Continual use of a computer that is positioned so that one or both arms must be continually raised holds the shoulders not only forward but also up toward the ears. The holding of the shoulders forward and upward is also exaggerated by fear, stress, and anxiety as this posture expresses fright and protection. A collapsed, slouching posture is not only created by physical conditioning like curling up on sofas or looking down continually at a phone, but it can also reflect depression, rebellion, withdrawal, or other dark emotions.


The longer postures and repetitive movements are engaged in the more the tissue quality is affected. Muscles that are continuously contracted develop a higher resting tone over time. This means that muscles no longer return to the same length and level of relaxation as previously done. Additionally, the connective tissues surrounding and binding muscles to each other and various structures compact and harden reinforcing the new positioning. Over time tissues are potentially remolded in dramatic ways to reflect a person’s physical and mental habits.


The degradation of posture negatively impacts our physical and mental health. It decreases our ability to breathe fully, for blood and lymph to circulate freely, for our joints to move in a full range of motion and with proper alignment, and for our organs to operate optimally.

Joints that are out of alignment do not move along the pathways that they were designed to move. This can lead to the grinding away of protective cartilage within the joints, compression of nerves, and increased risk of injury from degraded stability.


When we do not hold our spine long and upright our diaphragm and lungs cannot expand fully to allow full, deep breaths.
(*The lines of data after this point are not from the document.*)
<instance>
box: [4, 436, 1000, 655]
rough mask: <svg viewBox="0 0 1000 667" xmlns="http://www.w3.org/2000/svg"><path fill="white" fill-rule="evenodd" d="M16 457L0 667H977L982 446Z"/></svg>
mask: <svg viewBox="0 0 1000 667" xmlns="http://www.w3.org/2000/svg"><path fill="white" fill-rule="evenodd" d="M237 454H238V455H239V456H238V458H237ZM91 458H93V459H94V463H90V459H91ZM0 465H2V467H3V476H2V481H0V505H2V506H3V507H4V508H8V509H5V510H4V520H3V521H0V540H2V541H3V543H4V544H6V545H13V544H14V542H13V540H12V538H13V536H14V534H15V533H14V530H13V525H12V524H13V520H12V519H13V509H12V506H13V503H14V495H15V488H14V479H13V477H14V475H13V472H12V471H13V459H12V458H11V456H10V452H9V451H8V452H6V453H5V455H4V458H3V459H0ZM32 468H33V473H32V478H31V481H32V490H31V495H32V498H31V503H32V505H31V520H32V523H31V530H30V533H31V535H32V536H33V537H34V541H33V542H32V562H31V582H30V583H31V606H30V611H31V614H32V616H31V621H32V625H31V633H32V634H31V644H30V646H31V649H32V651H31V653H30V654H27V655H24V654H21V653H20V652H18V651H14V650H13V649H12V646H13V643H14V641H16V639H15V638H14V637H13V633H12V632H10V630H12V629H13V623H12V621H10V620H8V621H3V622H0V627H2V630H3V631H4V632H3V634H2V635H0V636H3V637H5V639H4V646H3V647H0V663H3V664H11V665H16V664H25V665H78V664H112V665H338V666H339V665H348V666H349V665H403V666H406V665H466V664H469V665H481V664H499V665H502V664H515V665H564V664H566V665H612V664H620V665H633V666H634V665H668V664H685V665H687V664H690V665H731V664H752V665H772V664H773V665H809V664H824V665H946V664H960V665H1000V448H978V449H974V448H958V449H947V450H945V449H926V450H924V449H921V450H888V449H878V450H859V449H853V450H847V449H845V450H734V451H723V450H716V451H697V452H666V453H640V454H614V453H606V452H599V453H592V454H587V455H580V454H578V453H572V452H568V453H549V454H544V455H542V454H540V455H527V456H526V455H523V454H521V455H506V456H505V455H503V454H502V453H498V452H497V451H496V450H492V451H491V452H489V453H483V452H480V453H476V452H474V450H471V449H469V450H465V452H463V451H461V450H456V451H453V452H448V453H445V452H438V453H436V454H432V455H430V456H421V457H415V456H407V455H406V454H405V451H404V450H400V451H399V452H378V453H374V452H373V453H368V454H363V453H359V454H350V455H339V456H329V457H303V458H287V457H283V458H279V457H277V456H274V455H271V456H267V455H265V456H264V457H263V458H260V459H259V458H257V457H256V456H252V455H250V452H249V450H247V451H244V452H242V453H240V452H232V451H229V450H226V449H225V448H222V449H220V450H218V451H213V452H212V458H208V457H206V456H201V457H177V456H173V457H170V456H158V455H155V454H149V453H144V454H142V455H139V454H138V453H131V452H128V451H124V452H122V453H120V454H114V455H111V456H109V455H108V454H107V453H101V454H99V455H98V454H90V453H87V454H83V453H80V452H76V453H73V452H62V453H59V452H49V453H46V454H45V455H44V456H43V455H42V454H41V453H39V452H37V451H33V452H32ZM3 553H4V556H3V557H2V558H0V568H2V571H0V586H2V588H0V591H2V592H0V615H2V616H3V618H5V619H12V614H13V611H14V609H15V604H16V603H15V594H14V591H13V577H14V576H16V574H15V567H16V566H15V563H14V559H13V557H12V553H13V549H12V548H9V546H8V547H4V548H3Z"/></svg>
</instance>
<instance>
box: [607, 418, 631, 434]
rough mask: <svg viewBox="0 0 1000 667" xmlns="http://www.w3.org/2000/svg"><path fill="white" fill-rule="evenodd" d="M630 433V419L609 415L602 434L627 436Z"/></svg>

Shallow breathing reduces the amount of oxygen available to all the organs and encourages a stress response within the body. This hampers the body’s ability to digest, metabolize, and eliminate properly. It also decreases mental acuity and memory recall. With less oxygen reaching the brain and higher levels of stress hormones circulating, feelings of unease, anxiety, and depression will have a greater tendency to be present.


Improving posture becomes increasingly difficult as we age because the habits that created our posture are more entrenched both in the wiring of our brains and in our soft tissues. Additionally, since our resting or normal posture is largely controlled unconsciously, we are frequently unaware of how we hold our bodies. Fixing posture requires an integrated approach that incorporates analysis and interventions into our joint alignment and tissue quality and consistent, prolonged cultivation of awareness of what our bodies are doing.


Improving joint alignment requires identifying imbalances in muscle firing and adhesions in connective tissue. Muscles held in a chronically shortened position need to be stretched while the muscles on the opposite side of the joint that are over-stretched and weakened need to be strengthened and encouraged to fire. Lengthening of shortened muscles and breaking excessive bonds in connective tissue that restrict the range of motion can be done with static stretches, self-myofascial tools like foam rollers, or by a massage therapist. Muscle strengthening must focus on deep, small, stabilizing muscles, not on superficial, big-mover muscles. This means working to balance on one foot and doing deep squats in good form before picking up weights.


Cultivating improvements in posture behavior requires analysis of sitting and standing posture, walking gait, and how we hold ourselves while we work. This may mean getting assistance from someone who can give us observational feedback. It may also mean looking at the arrangement of our workstations or how our joints are aligned while doing repetitive tasks. Generally, we must sit less, move more, stretch often, eat nutritious food, and drink water. Above all, it demands our attention. We must continually remind ourselves to look at how we hold our bodies and adjust them to an improved form.


Fixing posture is not easy, particularly the older you are. It may involve discomfort and it certainly takes patience and sustained effort. However, the results of the work to reverse or at least slow the degradation of posture are mighty as they potentially improve body-wide systems function, reduce pain, improve range of motion, and decrease the risk of injury.